Here is a small snippet that generates random circles and plots them:

import numpy as np
import matplotlib.pyplot as plt
from matplotlib.path import Path
import matplotlib.patches as patches

# how big is our world?
SIZE = 100

def generate_circles(num, mean, std):
    """
    This function generates /num/ random circles with a radius mean defined by
    /mean/ and a standard deviation of /std/.

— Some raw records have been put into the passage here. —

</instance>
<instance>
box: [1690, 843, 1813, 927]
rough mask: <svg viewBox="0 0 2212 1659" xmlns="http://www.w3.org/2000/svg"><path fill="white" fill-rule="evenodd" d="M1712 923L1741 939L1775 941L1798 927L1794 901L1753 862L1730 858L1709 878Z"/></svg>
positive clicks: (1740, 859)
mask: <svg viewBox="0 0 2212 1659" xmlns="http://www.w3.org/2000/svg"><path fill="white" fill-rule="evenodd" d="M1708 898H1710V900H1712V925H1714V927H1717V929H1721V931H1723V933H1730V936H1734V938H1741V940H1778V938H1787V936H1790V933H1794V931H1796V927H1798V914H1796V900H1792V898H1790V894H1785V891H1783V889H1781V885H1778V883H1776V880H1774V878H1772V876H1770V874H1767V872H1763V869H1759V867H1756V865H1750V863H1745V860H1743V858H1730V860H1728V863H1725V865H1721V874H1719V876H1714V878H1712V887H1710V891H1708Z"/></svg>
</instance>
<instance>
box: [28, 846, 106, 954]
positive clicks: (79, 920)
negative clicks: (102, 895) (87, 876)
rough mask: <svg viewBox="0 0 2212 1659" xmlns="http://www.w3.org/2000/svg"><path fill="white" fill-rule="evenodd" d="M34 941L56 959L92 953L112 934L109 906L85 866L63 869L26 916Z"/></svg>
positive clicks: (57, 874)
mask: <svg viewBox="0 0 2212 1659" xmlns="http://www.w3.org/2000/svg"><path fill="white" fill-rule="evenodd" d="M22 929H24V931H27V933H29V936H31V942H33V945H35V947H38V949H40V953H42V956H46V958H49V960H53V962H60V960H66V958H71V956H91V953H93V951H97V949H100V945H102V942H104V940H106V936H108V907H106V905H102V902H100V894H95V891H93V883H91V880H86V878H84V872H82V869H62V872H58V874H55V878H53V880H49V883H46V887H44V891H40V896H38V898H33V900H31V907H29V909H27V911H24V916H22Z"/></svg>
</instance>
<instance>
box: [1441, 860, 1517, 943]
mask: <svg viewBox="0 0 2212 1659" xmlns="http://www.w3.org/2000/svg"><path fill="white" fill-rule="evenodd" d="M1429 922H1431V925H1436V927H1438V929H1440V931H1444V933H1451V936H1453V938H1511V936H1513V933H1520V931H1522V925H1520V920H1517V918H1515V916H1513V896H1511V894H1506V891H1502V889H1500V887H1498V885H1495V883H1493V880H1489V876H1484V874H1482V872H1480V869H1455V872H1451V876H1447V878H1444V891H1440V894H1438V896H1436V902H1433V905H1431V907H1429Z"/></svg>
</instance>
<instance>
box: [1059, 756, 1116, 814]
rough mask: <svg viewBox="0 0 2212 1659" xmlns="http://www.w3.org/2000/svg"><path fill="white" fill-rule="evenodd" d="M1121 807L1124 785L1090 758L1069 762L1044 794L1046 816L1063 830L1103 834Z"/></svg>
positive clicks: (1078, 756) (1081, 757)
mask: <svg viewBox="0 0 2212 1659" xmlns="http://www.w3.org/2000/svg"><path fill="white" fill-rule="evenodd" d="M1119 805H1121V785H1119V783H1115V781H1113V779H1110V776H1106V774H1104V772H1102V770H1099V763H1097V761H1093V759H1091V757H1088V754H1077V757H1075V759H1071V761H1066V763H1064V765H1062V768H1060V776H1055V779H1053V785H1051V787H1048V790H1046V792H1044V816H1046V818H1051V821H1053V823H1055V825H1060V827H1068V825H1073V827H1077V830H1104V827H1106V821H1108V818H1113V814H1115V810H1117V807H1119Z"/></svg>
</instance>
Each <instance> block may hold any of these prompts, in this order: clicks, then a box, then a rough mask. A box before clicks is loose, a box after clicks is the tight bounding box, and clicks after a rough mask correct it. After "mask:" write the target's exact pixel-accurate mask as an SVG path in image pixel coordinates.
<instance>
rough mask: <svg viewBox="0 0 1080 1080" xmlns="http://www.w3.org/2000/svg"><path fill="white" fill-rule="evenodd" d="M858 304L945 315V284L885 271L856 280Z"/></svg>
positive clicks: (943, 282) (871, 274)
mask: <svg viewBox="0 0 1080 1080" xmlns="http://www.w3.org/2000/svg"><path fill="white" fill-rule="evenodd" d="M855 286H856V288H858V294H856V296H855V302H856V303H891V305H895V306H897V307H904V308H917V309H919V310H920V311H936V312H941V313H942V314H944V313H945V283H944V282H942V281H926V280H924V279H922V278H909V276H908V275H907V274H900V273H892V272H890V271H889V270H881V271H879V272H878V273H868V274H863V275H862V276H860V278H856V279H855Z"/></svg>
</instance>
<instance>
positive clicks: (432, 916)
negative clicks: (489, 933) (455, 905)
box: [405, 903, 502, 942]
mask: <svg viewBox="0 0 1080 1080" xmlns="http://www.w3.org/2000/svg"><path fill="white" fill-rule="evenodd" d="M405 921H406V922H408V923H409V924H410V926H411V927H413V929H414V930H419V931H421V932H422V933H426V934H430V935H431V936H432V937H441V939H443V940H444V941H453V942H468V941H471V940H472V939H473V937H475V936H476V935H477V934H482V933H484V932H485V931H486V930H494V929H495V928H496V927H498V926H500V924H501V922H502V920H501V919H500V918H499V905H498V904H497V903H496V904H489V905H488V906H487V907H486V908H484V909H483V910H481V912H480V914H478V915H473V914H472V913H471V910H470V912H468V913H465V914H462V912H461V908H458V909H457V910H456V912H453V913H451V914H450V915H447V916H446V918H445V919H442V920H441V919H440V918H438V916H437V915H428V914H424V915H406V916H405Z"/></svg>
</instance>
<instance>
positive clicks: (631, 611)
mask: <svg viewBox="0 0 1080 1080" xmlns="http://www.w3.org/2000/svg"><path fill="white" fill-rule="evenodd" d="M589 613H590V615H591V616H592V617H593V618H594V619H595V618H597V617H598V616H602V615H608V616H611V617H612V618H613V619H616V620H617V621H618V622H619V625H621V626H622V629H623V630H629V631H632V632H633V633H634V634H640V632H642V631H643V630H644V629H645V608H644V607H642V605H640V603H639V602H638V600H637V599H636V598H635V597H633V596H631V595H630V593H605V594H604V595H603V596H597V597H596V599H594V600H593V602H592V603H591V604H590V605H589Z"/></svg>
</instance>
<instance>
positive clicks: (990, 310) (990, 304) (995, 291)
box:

    The circles are stored in a num x 3 sized array. The first column is the
    circle radii and the second two columns are the circle x and y locations.
    """
    circles = np.zeros((num,3))
    # generate circle locations using a uniform distribution:
    circles[:,1:] = np.random.uniform(mean, SIZE-mean, size=(num,2))
    # generate radii using a normal distribution:
    circles[:,0] = np.random.normal(mean, std, size=(num,))
    return circles

# generate circles:
world = generate_circles(10, 8, 3)

# now let's plot the circles:
ax = plt.subplot(111)
fcirc = lambda x: patches.Circle((x[1],x[2]), radius=x[0], fill=True, alpha=1, fc='k', ec='k')
circs = [fcirc(x) for x in world]
for c in circs:
    ax.add_patch(c)
plt.xlim([0,SIZE])
plt.ylim([0,SIZE])
plt.xticks(range(0,SIZE + 1))
plt.yticks(range(0,SIZE + 1))
ax.set_aspect('equal')
ax.set_xticklabels([])
ax.set_yticklabels([])
plt.show()

When you are using random sampling, it can sometimes be hard to debug if your code is behaving differently every time. If you are using the Numpy Random functions, note that you can use numpy.random.seed to set the state of the random number generator. If you do this with a fixed value before you ask for any random numbers, then you can guarantee that all subsequent random number calls are the same every time.
For the second task, you may find this page on finding the minimum distance between a point and a line useful for implementing your collision-checking algorithm.
For the third task you will need a slightly more complex collision checking function. Given a point in the plane \(p\) and a new candidate point \(n\), you want to check if the line connecting the points passes through any obstacles. One thing that might help you develop this algorithm is the Bresenham line algorithm. Given the two aforementioned points, this algorithm would provide you with a list of pixels that the line passes over i.e. a list of pixels that you must check for collisions. Don't get too hung up on this algorithm. You could certainly develop your own as well.
When plotting multiple things, I often use matplotlib.pyplot.hold() to keep adding things to a single plot (deprecated since matplotlib 2.0.0).
I personally avoid using pylab. It is designed to be a fancy way to interactively edit plots. I personally have had many issues with it, although YMMV. I always use import matplotlib.pyplot as plt to import the pyplot module of matplotlib.